Corrected ΩAr = (ΩAr, CO2SYS) × ([Ca²⁺ measured] / [Ca²⁺ theoretical])

Where:

• [Ca²⁺ measured] is the calcium concentration measured directly.
• [Ca²⁺ theoretical] is the theoretical calcium concentration based on salinity as calculated in the CO2SYS program.

- Units and special characters removed from parameter names
- Spaces in parameter names replaced with underscores ("_")
- The original submitted primary data file was an Excel file containing a "Metadata" tab and "Data" tab; the "Data" tab is served in this dataset as the primary data table and the content from the "Metadata" tab informs the parameter details of this dataset

NSF Award Abstract:
Hurricane Harvey made landfall Friday 25 August 2017 about 30 miles northeast of Corpus Christi, Texas as a Category 4 hurricane with winds up to 130 mph. This is the strongest hurricane to hit the middle Texas coast since Carla in 1961. After the wind storm and storm surge, coastal flooding occurred due to the storm lingering over Texas for four more days, dumping as much as 50 inches of rain near Houston. This will produce one of the largest floods ever to hit the Texas coast, and it is estimated that the flood will be a one in a thousand year event. The Texas coast is characterized by lagoons behind barrier islands, and their ecology and biogeochemistry are strongly influenced by coastal hydrology. Because this coastline is dominated by open water systems and productivity is driven by the amount of freshwater inflow, Hurricane Harvey represents a massive inflow event that will likely cause tremendous changes to the coastal environments. Therefore, questions arise regarding how biogeochemical cycles of carbon, nutrients, and oxygen will be altered, whether massive phytoplankton blooms will occur, whether estuarine species will die when these systems turn into lakes, and how long recovery will take? The investigators are uniquely situated to mount this study not only because of their location, just south of the path of the storm, but most importantly because the lead investigator has conducted sampling of these bays regularly for the past thirty years, providing a tremendous context in which to interpret the new data gathered. The knowledge gained from this study will provide a broader understanding of the effects of similar high intensity rainfall events, which are expected to increase in frequency and/or intensity in the future.

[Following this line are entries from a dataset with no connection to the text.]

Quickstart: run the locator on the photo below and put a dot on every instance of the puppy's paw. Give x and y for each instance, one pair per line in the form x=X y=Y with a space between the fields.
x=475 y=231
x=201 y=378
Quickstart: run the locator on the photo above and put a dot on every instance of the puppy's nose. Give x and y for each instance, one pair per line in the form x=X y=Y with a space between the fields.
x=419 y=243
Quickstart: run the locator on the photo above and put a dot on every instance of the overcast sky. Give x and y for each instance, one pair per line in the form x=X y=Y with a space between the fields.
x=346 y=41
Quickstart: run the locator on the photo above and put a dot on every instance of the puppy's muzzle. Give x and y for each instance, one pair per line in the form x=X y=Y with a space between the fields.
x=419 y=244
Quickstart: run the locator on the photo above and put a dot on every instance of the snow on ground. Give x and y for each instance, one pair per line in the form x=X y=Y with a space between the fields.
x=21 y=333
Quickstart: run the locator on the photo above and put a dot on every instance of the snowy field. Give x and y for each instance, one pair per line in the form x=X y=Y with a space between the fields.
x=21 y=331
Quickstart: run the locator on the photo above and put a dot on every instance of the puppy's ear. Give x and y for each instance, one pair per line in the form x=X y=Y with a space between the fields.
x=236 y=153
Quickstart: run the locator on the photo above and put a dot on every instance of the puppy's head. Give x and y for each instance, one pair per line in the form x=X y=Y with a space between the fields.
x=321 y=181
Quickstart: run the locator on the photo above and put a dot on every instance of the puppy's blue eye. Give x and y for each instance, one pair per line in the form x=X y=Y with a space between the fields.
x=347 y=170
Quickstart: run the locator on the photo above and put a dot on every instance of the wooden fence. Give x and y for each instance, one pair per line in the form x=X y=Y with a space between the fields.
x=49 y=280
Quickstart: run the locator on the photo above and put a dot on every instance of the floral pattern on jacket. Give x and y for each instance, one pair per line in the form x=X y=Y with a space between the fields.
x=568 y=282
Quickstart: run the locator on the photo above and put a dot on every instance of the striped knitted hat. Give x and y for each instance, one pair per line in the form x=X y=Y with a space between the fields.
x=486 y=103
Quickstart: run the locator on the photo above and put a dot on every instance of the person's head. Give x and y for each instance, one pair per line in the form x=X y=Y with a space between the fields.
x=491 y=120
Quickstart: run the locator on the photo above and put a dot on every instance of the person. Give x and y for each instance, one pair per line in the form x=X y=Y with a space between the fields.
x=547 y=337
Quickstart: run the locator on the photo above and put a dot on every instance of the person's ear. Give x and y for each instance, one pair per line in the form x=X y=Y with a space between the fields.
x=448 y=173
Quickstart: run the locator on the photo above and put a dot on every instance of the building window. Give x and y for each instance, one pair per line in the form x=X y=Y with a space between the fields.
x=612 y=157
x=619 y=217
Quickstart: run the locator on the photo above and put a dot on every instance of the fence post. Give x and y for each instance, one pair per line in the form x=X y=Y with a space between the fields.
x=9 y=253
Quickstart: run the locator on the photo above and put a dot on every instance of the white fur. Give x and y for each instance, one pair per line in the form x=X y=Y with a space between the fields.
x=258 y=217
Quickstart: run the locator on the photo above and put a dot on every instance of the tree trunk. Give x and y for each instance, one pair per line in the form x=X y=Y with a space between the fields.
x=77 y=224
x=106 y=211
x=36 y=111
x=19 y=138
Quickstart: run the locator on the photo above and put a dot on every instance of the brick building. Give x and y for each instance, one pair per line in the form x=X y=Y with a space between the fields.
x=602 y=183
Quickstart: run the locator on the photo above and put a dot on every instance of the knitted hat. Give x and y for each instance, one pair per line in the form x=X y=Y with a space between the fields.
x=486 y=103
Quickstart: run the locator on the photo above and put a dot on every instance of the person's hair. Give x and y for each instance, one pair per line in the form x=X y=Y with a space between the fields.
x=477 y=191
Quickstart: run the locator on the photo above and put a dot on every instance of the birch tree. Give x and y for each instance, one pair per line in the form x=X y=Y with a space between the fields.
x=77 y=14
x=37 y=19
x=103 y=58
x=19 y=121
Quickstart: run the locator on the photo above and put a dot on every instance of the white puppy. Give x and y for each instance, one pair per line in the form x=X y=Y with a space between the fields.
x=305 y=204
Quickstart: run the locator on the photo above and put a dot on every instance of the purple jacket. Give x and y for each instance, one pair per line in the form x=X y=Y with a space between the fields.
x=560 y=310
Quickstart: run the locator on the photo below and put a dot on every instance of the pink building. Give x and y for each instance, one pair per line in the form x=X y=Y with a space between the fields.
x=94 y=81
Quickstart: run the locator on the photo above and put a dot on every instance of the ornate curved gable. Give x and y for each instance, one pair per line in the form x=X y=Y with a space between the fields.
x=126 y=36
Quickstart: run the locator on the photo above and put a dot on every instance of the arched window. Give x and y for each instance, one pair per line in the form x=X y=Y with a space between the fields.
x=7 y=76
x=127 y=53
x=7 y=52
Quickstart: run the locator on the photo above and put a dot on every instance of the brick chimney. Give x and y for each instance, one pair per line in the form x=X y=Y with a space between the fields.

The primary research hypothesis is that: Increased inflows to estuaries will cause increased loads of inorganic and organic matter, which will in turn drive primary production and biological responses, and at the same time significantly enhance respiration of coastal blue carbon. A secondary hypothesis is that: The large change in salinity and dissolved oxygen deficits will kill or stress many estuarine and marine organisms. To test these hypotheses it is necessary to measure the temporal change in key indicators of biogeochemical processes, and biodiversity shifts. Thus, changes to the carbon, nitrogen and oxygen cycles, and the diversity of benthic organisms will be measured and compared to existing baselines. The PIs propose to sample the Lavaca-Colorado, Guadalupe, Nueces, and Laguna Madre estuaries as follows: 1) continuous sampling (via autonomous instruments) of salinity, temperature, pH, dissolved oxygen, and depth (i.e. tidal elevation); 2) bi-weekly to monthly sampling for dissolved and total organic carbon and organic nitrogen, carbonate system parameters, nutrients, and phytoplankton community composition; 3) quarterly measurements of sediment characteristics and benthic infauna. The project will support two graduate students. The PIs will communicate results to the public and to state agencies through existing collaborations.